You’ll work out some things quickly enough, like nothing distracts the giant from smashing buildings except other buildings, but building good counters for some cards will take you a long time, and you’ll likely find yourself struggling for some time until you unlock just the right new toy to give you the edge.

Even so, certain cards seem overpowered, like the charging Prince or the skeleton spawning witch, which seems like it’s part of the game’s free-to-play strategy. New cards are regularly gifted to you by the game, but a card shop also offers you the opportunity to spend soft currency on one of three cards that rotate daily. Don’t have that Epic card you need to push on? Maybe the shop has it, if you’re willing to part with some gold.

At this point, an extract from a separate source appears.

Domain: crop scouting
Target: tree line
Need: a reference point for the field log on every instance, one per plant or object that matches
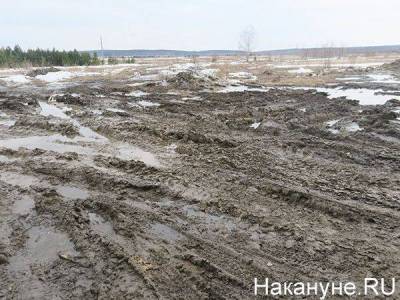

Ultimately it’s daily mechanics like this that build out Royale’s lifespan, keeping you coming back every time a new chest opens to shower you with new cards and more gold. The gameplay is satisfying, but not half as satisfying as finally getting that new card you’ve been pining after for days.


Fancy give Clash Royale a try yourself? Be sure to join our community clan by searching “TheSixthAxis” for a helping hand and friendly matches.

4 Comments

  1. Enjoying this myself too. Currently at Arena 2, winning, losing, drawing fairly evenly :)
    Has anyone set a TSA clan up?

    • Yup, it’s “TheSixthAxis” bizarrely enough!

      • Cunning. No wonder I couldn’t find it.

  2. My son got me in to this game a week ago and it’s got me hooked. It’s very much a dip-in type of game, taking up a few minutes each time throughout the day.

    I’ve found that if you’re in a good clan then asking for and donating spare cards is a great way of helping each other to get the upgrades you want.

    I’ve joined TheSixthAxis and intend on being an active member.